Di antara raja-raja Kediri yang termasyur adalah Jayabaya yang memerintah antara tahun 1135 sampai 1157. Di bawah beliau pujangga kraton, Mpu Sedah, menerjemahkan sebagian dari Epos India Mahabarata ke dalam bahasa Jawa dengan nama Baratayuda. Karya ini sampai sekarang merupakan sumber utama bagi wayang Jawa. Jauh kemudian, dalam abad XVIII, Raja Jayabaya dipergunakan sebagai pemaklum ramalan-ramalan Ratu Adil yang meramalkan bahwa Pulau Jawa akan mengalami masa kekacauan, tetapi akhirnya akan dibawa ke kebesaran baru oleh Sang Ratu Adil Herucakra. Ramalan-ramalan ini dalam abad XIX mempunyai pengaruh besar atas kesadaran politik di Jawa dan berulang-ulang terjadi pemberontakan-pemberontakan kecil di bawah pemimpin-pemimpin yang menganggap diri sebagai Ratu Adil. Juga pemberontakan Pangeran Diponegoro dari Yogyakarta yang melibatkan pihak Belanda dalam suatu perang dari 1825-1830 yang hanya dengan susah payah dan melalui tipu-muslihat dapat mereka akhiri, didorong oleh harapan-harapan akan Ratu Adil.

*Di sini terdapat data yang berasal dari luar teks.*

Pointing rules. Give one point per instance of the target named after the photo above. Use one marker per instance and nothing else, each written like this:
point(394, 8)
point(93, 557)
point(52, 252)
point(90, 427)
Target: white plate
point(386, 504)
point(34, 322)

Suatu usaha raja Kediri yang terakhir pada tahun 1222 untuk menempatkan para pendeta ke bawah kontrol langsung dari raja, gagal; ia jatuh dan diganti oleh suatu dinasti Jawa Timur baru yang berkedudukan di Singasari dekat Malang. Raja terbesar dinasti itu adalah raja yang terakhir, Pangeran Kertanagara yang berkuasa dari tahun 1268-1292. Ia dipandang sebagai penuh kekuatan-kekuatan gaib yang luar biasa. Dikatakan, bahwa untuk menambah kesaktiannya berhadapan dengan ancaman pemimpin Mongol, Kublai Khan, maka pada umur 21 tahun ia menjalani suatu upacara pentahbisan gaib. Dikatakan juga, bahwa ia dapat memperluas kekuasaannya sampai daratan Asia, suatu anggapan yang oleh kebanyakan ahli sejarah dipandang dengan skeptis. Yang pasti ialah bahwa ia memperlakukan para utusan Kublai Khan yang menuntut agar ia tunduk pada Kublai Khan, dengan cara menghina.
- Kerajaan Majapahit
Kerajaan Majapahit, kerajaan yang paling berkuasa dalam sejarah Jawa, lahir dalam lindungan angin serangan tentara Mongol. Pangeran Wijaya-anak mantu Kertanagara-berhasil memperoleh bantuan Mongol untuk melawan Kediri. Sesudah tentara Mongol merusakkan kota Kediri, Pangeran Wijaya menjauhkan diri dari mereka, dan melibatkan mereka dalam suatu perang gerilya sehingga mereka untuk selamanya meninggalkan Tanah Jawa. Sebagai pembebas dari kaum Mongol, Pangeran Wijaya mendirikan dinasti Majapahit pada tahun 1293. Wijaya memulai kembali politik ekspansi Kertanagara. Walaupun beberapa pangeran yang telah tunduk pada Singasari berontak terhadap Majapahit, namun Wijaya berhasil untuk terus memperluas wilayahnya. Di bawah Raja Hayam Wuruk (1350-1389) dan Gajah Mada yang dari tahun menjadi patih kerajaan, Majapahit mencapai peluasannya yang paling besar walaupun para ahli tidak sependapat mengenai luas wilayah yang nyata-nyata dikuasai Majapahit; namun pada umumnya diterima bahwa Majapahit menguasai seluruh Tanah Jawa dan Bali, begitu pula kekuasaannya diakui oleh kerajaan-kerajaan, pesisir terpenting di Kepulauan Indonesia.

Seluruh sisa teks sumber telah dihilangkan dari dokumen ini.